10. Bölüm: Hazret-i Peygamber’in mübârek kaşları;

11. Bölüm: Hazret-i Peygamber’in mübârek alınları;

12. Bölüm: Hazret-i Peygamber’in mübârek burunları;

13. Bölüm: Hazret-i Peygamber’in mübârek ağızları/dilleri;

14. Bölüm: Hazret-i Peygamber’in mübârek dişleri;

15. Bölüm: Hazret-i Peygamber’in mübârek saçları;

17. Bölüm: Hazret-i Peygamber’in mübârek sakalları ve çeneleri;

19. Bölüm: Hazret-i Peygamber’in yüceliği;

20. Bölüm: Hazret-i Peygamber’in mübârek boyunları;

21. Bölüm: Hazret-i Peygamber’in güzelliği;

22. Bölüm: Hazret-i Peygamber’in mübârek boyları;

23. Bölüm: Hazret-i Peygamber’in mübârek vücutları;

24. Bölüm: Hazret-i Peygamber’in mübârek nübüvvet mühürleri;

25. Bölüm: Hazret-i Peygamber’in mübârek göğüsleri;

26. Bölüm: Hazret-i Peygamber’in mübârek teni ve elleri;

27. Bölüm: Hazret-i Peygamber’in mübârek karınları;

28. Bölüm: Hazret-i Peygamber’in mübârek kolları ve elleri;

29. Bölüm: Hazret-i Peygamber’in mübârek ayakları;

30. Bölüm: Hazret-i Peygamber’in ümmîliği/âlimliği.

Yukarıda da belirtildiği gibi, hilyelerde asıl olan Hazret-i Peygamber’in fizikî/bedenî bakımdan sahip olduğu özelliklerin anlatılması; bir anlamda kelimelerle resmedilmesidir.

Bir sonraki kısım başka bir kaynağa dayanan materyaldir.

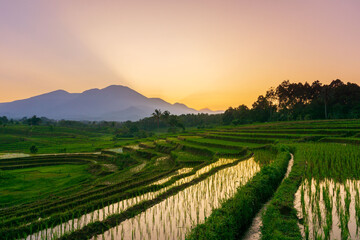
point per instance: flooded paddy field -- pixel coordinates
(187, 185)
(175, 216)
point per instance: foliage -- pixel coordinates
(234, 216)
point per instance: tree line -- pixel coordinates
(288, 101)
(298, 101)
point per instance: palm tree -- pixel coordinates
(157, 115)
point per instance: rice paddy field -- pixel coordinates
(283, 180)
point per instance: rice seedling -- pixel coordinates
(199, 200)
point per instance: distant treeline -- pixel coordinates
(288, 101)
(298, 101)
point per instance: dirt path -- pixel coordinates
(254, 232)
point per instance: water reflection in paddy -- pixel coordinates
(101, 214)
(175, 216)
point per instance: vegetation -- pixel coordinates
(118, 181)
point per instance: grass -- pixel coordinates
(234, 216)
(95, 184)
(23, 185)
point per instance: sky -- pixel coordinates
(203, 53)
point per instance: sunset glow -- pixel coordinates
(211, 54)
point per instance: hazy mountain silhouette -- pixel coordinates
(113, 103)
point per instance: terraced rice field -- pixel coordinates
(205, 184)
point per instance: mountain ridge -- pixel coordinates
(112, 103)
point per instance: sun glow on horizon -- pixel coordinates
(205, 54)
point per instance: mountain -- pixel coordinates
(113, 103)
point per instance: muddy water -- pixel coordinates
(175, 216)
(329, 208)
(102, 213)
(254, 232)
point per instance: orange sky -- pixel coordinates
(203, 53)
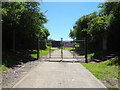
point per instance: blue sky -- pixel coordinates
(63, 15)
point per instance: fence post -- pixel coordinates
(86, 59)
(61, 47)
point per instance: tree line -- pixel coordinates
(22, 24)
(102, 29)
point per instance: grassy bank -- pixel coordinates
(41, 52)
(106, 71)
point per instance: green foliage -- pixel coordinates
(103, 70)
(22, 23)
(3, 68)
(100, 26)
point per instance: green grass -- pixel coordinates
(103, 70)
(68, 48)
(3, 68)
(42, 52)
(90, 55)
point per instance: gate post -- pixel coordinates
(50, 49)
(38, 47)
(73, 48)
(86, 60)
(61, 47)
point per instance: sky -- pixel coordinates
(63, 15)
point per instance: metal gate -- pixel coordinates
(66, 49)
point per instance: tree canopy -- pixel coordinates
(100, 25)
(22, 23)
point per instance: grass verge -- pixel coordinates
(42, 52)
(3, 68)
(106, 72)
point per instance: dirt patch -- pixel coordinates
(110, 82)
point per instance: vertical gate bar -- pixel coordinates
(61, 48)
(38, 47)
(50, 49)
(73, 49)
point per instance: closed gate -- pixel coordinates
(63, 49)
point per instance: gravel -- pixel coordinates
(13, 75)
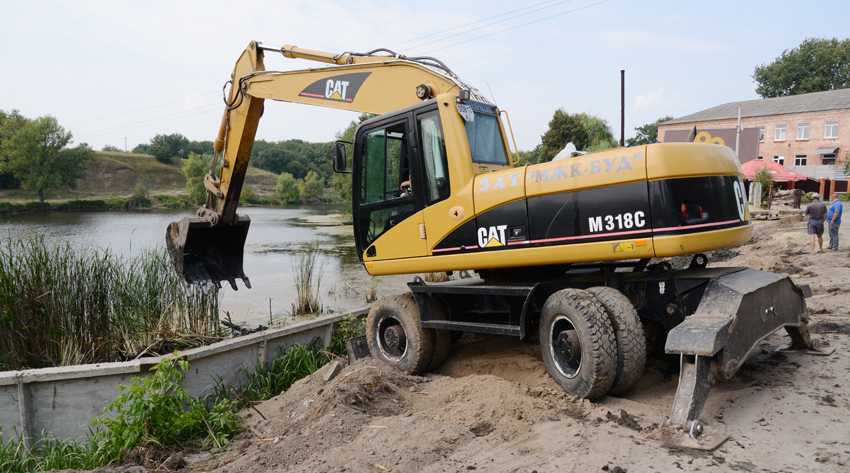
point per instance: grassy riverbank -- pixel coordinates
(60, 306)
(114, 176)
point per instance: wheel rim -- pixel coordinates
(565, 347)
(392, 339)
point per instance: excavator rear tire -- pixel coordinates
(578, 344)
(395, 335)
(631, 344)
(442, 340)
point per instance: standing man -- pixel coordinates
(834, 219)
(816, 212)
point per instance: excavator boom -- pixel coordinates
(208, 248)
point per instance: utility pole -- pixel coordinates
(623, 107)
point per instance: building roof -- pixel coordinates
(813, 102)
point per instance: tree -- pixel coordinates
(814, 66)
(9, 124)
(563, 128)
(311, 187)
(36, 155)
(648, 133)
(287, 189)
(601, 136)
(166, 147)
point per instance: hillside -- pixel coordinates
(116, 174)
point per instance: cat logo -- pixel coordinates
(341, 88)
(624, 247)
(492, 236)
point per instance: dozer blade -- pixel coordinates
(204, 254)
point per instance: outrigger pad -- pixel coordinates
(203, 254)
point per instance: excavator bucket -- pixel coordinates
(204, 254)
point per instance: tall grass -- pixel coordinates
(145, 402)
(272, 377)
(307, 273)
(50, 454)
(60, 306)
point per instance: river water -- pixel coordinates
(276, 237)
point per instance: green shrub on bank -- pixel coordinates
(170, 202)
(151, 412)
(8, 207)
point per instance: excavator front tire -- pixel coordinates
(578, 344)
(395, 335)
(631, 344)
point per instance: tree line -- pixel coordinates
(35, 153)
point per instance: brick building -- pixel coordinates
(809, 133)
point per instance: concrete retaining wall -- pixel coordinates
(64, 401)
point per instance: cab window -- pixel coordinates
(385, 195)
(434, 162)
(485, 139)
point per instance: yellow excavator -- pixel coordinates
(562, 250)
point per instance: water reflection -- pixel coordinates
(276, 237)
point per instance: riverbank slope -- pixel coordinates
(115, 175)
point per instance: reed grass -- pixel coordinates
(50, 454)
(307, 273)
(61, 306)
(272, 377)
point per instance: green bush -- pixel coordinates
(37, 206)
(8, 207)
(170, 202)
(151, 412)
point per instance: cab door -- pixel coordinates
(386, 219)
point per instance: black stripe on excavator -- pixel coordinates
(626, 211)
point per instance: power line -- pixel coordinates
(491, 24)
(144, 123)
(140, 110)
(518, 26)
(469, 24)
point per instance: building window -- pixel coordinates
(831, 130)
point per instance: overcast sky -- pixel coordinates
(110, 70)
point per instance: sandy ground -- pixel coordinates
(492, 406)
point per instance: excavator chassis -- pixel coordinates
(713, 317)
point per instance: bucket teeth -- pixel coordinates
(205, 254)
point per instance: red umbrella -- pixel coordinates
(780, 173)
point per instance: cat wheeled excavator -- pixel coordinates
(562, 250)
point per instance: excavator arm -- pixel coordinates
(208, 248)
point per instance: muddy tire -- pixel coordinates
(442, 340)
(628, 330)
(578, 344)
(395, 335)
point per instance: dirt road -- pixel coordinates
(492, 407)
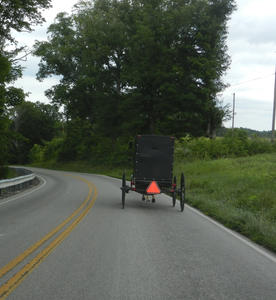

Ancak şairler çoğu zaman fizikî/bedenî nitelikleri anlatırlarken sık sık üzerinde durulan bedenî uzuvdan hareketle veya doğrudan doğruya Hazret-i Peygamber’in karakter, ahlâk ve risâlet vazifesine dair niteliklerinden de bahsederler. Böylece hilyeler, çoğu zaman Hazret-i Peygamber’i bir bütün olarak (maddî ve mânevî) anlatan eser hüviyetine bürünür. Bu durum Mustafa Fehmi GERÇEKER’in hilyesinde de geçerlidir. Zira şair, toplam 1199 beyitlik eserinin veya Hazret-i Peygamber’in herhangi bir uzvunu anlattığı bölümlerin önemli bir kısmını; O’nun karakter, ahlâk ve risâlet vazifesinin anlatımına ayırır.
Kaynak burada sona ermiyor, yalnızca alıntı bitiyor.